Usually a gypsum dressing is used. Sometimes, in rare cases, the build-up of edema under the gypsum can cause the compartment syndrome. If significant swelling is expected, the gypsum is cut all over the middle and side (bivalve). Patients with gypsum should be given instructions for plaster bandages in writing (for example, to keep the plaster dry, never put objects under the plaster bandage, seek medical help in case of an unpleasant odor from the dressing or when the body temperature rises, which can serve as signs of infection). It is necessary to observe the rules of hygiene. Bandages made from gypsum must be dry.

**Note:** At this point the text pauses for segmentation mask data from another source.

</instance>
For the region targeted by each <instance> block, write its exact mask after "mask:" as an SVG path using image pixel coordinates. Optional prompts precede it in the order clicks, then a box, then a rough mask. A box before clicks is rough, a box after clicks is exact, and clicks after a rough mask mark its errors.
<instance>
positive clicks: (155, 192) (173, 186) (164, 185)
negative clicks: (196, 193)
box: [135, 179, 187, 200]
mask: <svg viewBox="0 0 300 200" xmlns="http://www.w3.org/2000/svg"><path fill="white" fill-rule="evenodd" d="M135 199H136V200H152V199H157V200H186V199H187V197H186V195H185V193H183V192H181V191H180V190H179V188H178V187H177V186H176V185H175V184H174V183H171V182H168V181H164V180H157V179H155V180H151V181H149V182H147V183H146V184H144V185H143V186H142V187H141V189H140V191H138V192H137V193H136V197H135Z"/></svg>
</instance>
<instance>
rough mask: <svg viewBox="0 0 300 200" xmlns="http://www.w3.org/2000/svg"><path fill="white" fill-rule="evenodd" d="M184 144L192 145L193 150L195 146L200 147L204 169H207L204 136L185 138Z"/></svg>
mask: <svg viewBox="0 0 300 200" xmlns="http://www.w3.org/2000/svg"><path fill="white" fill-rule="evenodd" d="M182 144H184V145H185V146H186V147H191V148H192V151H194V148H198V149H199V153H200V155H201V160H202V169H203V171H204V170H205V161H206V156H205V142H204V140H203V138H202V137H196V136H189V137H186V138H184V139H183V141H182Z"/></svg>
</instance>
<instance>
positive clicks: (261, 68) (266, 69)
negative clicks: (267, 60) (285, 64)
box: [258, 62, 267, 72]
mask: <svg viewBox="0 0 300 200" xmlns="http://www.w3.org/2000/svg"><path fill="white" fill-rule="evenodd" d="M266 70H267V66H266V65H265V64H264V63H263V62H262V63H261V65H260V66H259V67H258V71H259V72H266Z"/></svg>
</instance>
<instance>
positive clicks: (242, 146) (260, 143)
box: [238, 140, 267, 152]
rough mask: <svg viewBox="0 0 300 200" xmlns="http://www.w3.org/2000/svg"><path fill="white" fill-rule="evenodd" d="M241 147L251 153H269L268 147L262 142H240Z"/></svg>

To fix some stable damage, you can use tires. The tire allows the patient to attach ice, move more, it is not associated with the risk of developing compartmental syndrome.
Immobilization with bed rest, which is sometimes necessary for fractures (for example, some fractures of the pelvis), can cause problems (for example, deep vein thrombosis, UTI). Problems can also be caused by the immobilization of an individual joint (eg, contracture, muscle atrophy). Early activation is always useful when it is possible, in some cases - already in the first days. This approach minimizes the likelihood of contractures and muscular atrophy, and hence accelerates functional recovery.